Best practice to achieve parallelism in GenStage

franza · March 25, 2019, 11:56pm

Hello. I am playing with GenStage and trying to understand how to reach parallelism in GenStage. For my pipeline I have next tasks:

Read from file line by line
Make a web request using line we read from step 1. Transform response a bit.
Save result form step 2 into file.

Basically, I want step 2 to be handled by several processes. For this I can either have:

Producer -> ProducerConsumer -> Consumer. Producer reads N lines from file, sends it to ProducerConsumer which does Task.async calling the web service and sends results to Consumer.
Producer -> N instances of ProducerConsumer -> Consumer. Here I instantiate N ProducerConsumers and set max_demand to 1. Producer reads N lines from file, sends it to one of ProducerConsumers which just calls the web service and sends results to Consumer. This way each ProducerConsumer handles 1 event only in parallel with others but also ProducerConsumer kinda assumes that there will be only one event in events list which I personally don’t like. I came up with code like this:

{:ok, producer} = Producer.start_link("./file.txt")
{:ok, consumer} = Consumer.start_link()

parallel_workers = 5

1..parallel_workers
  |> Enum.each(
    fn _ ->
      {:ok, producer_consumer} = ProducerConsumer.start_link()
      GenStage.sync_subscribe(producer_consumer, to: producer, max_demand: 1)
      GenStage.sync_subscribe(consumer, to: producer_consumer, max_demand: 1)
    end
)

I understand that I could use Task.async_stream instead but the goal here is to understand GenStage. So I would like to know which is the more common way to solve task like this.

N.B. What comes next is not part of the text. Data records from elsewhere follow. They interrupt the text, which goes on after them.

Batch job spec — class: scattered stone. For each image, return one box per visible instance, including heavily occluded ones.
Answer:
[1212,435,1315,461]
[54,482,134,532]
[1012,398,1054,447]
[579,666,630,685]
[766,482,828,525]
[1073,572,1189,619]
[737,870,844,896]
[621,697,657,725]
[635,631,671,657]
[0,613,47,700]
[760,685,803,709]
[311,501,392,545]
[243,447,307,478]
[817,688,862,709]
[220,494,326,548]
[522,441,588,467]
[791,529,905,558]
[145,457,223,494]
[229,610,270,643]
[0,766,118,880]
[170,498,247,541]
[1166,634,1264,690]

kokolegorille · March 26, 2019, 1:15am

Welcome to the forum.

I would select 2, but I would also increase max_demand.

The reason is… for back pressure to work efficiently, GenStage try to avoid empty consumer cycle by asking more tasks after processing half of its tasks.

Well, half of 1 is not really useful. IIRC Default is 500, but You can try less.

jola · March 26, 2019, 7:29am

To be precise, it doesn’t ask after processing half. It asks after processing max_demand - min_demand. So in the scenarios with max_demand: 1 it will ask for one more after processing one. It’s a reasonable enough setup when you’re doing async-heavy code. You’re using back pressure to make sure each worker finishes its slow async work before it picks up another event, meaning events don’t get backed up behind a worker that, eg if you’re making requests, gets stuck on a few requests that time out or are otherwise unusually slow.

LostKobrakai · March 26, 2019, 7:57am

If you’re using GenStage to get to parallelism you should also look at flow, which is an abstraction on top of GenStage to make parallel computation simpler to setup.

Fl4m3Ph03n1x · March 26, 2019, 10:04am

And perhaps Broadway as well, though I am not really sure how one would fit it into this scenario.